あのニクソン大統領もこの説に通じていたらしいことは、よく知られている。しかしながら、Wired(ワイアード)に掲載されたこちらのゾッとするような記事によると、ニクソンは、とても正気とは思えないやり方で説を実践してみせたらしい。
ベトナム戦争に終止符を打つためにパリで和平会議が開かれたが、思うようにいかない。業を煮やしたニクソンは、
・・・(略)・・・ソ連に対して、大規模な核攻撃を仕掛けるぞと脅しをかけた。それだけでなく、その脅しを本当に実行してしまうようなクレイジーな奴なんじゃないかと思わせようともした。事態がエスカレートして手に負えなくなるかもしれないことを恐れたソ連側が、パリでの和平会議で譲歩するように北ベトナムに迫る――「和平会議で譲歩しろ。譲歩しなければ、軍事援助を打ち切るぞ」と圧力をかける――ような展開になることを、ニクソンは願ったのである。
ニクソンの脅しは、口先だけの空脅し(からおどし)ではなかった。核兵器を搭載した爆撃機をソ連の領空に送り込んだのである。その結果、ソ連側の防衛システムが発動された。
1969年10月27日の朝に、計18機のB-52――8基のターボエンジンを搭載し、翼長が185フィートに及ぶ爆撃機の一群――が、アメリカの西海岸を飛び立った。目的地であるソ連の東側国境に向けて、時速500マイル超で疾走するB-52。
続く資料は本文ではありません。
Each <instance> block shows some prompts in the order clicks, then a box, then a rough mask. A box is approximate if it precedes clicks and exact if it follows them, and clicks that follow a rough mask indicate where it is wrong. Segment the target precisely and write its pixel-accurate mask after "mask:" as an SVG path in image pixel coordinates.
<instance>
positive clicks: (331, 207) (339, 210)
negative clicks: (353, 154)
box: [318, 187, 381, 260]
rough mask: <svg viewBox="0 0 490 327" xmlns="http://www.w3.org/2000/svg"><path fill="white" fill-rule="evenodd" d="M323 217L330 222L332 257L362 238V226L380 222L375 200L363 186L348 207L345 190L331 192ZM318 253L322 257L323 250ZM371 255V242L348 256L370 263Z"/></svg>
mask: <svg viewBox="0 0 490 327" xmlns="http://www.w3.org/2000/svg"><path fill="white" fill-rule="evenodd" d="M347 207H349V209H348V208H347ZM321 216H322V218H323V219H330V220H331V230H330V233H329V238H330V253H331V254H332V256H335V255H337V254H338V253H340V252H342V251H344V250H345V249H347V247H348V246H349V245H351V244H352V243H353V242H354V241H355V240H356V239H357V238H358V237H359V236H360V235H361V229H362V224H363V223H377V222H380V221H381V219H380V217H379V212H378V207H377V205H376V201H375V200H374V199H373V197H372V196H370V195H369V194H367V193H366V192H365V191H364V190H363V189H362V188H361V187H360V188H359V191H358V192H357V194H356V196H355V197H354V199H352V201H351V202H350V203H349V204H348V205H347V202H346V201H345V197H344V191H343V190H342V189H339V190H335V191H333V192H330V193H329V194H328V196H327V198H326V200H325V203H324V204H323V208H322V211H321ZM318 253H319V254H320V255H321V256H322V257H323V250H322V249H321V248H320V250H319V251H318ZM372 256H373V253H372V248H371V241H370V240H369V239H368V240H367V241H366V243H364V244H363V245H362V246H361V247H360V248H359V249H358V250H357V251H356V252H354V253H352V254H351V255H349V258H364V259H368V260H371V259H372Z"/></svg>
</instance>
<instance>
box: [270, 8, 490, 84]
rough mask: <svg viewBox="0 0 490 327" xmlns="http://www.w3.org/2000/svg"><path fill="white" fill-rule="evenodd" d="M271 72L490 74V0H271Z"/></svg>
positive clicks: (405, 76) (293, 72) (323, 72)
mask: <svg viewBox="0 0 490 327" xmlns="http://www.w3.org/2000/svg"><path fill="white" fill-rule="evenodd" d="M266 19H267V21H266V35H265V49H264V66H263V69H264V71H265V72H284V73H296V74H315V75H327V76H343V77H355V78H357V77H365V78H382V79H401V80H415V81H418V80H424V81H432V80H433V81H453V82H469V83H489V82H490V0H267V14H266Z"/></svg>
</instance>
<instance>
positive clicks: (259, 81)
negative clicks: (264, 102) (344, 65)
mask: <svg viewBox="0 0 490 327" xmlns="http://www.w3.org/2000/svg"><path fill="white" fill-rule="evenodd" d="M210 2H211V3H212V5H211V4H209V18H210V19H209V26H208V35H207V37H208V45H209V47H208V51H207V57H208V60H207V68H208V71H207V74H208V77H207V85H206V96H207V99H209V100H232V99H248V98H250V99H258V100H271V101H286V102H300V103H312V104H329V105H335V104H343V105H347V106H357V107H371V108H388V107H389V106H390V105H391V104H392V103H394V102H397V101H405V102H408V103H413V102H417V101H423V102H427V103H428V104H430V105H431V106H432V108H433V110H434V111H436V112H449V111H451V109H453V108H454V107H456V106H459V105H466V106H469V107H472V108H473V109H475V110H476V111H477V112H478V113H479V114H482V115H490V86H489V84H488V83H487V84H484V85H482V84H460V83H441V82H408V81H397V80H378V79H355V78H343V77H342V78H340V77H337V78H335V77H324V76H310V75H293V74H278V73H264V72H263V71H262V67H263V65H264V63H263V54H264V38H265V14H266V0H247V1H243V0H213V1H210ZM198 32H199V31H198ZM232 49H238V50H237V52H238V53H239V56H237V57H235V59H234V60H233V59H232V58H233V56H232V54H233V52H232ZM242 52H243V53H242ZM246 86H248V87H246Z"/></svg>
パイロットたちは、18時間無休息で操縦を続けた。広島や長崎を破壊し尽くした原爆の何百倍にも及ぶ威力の核兵器が全機に搭載されていた。
ソ連が激怒する中、(国家安全保障問題担当大統領補佐官を務めていた)キッシンジャーがニクソンの指示に従ってソ連側の大使に伝えたのは、「我々の大統領は、制御不能です」という言葉だった。
ニクソンもキッシンジャーも、シェリングの別の洞察を吸収できていなかったようだ。自分が制御不能であることを相手に本気で信じ込ませたいのであれば、自分の力ではもう手に負えないところまで事態をとことんエスカレートさせねばならないことが時としてあるのだ。その結果として核戦争に行き着いてしまう可能性がいく通りもあるというのは、心底ギョッとさせられる。それはともあれ、ニクソンは、何百万人もの命を危険に晒(さら)して賭けに出たわけだ。こちらが打つ手に対してソ連側が合理的に応じる可能性に賭けたのだ。
マッドマン(狂人)が世界の安全を脅かしているという噂をいつか耳にする機会があるようなら、是非とも思い出してもらいたい。この世界に史上最大の脅威をもたらしたマッドマンの一味は、我々の同胞の中に潜んでいたということを。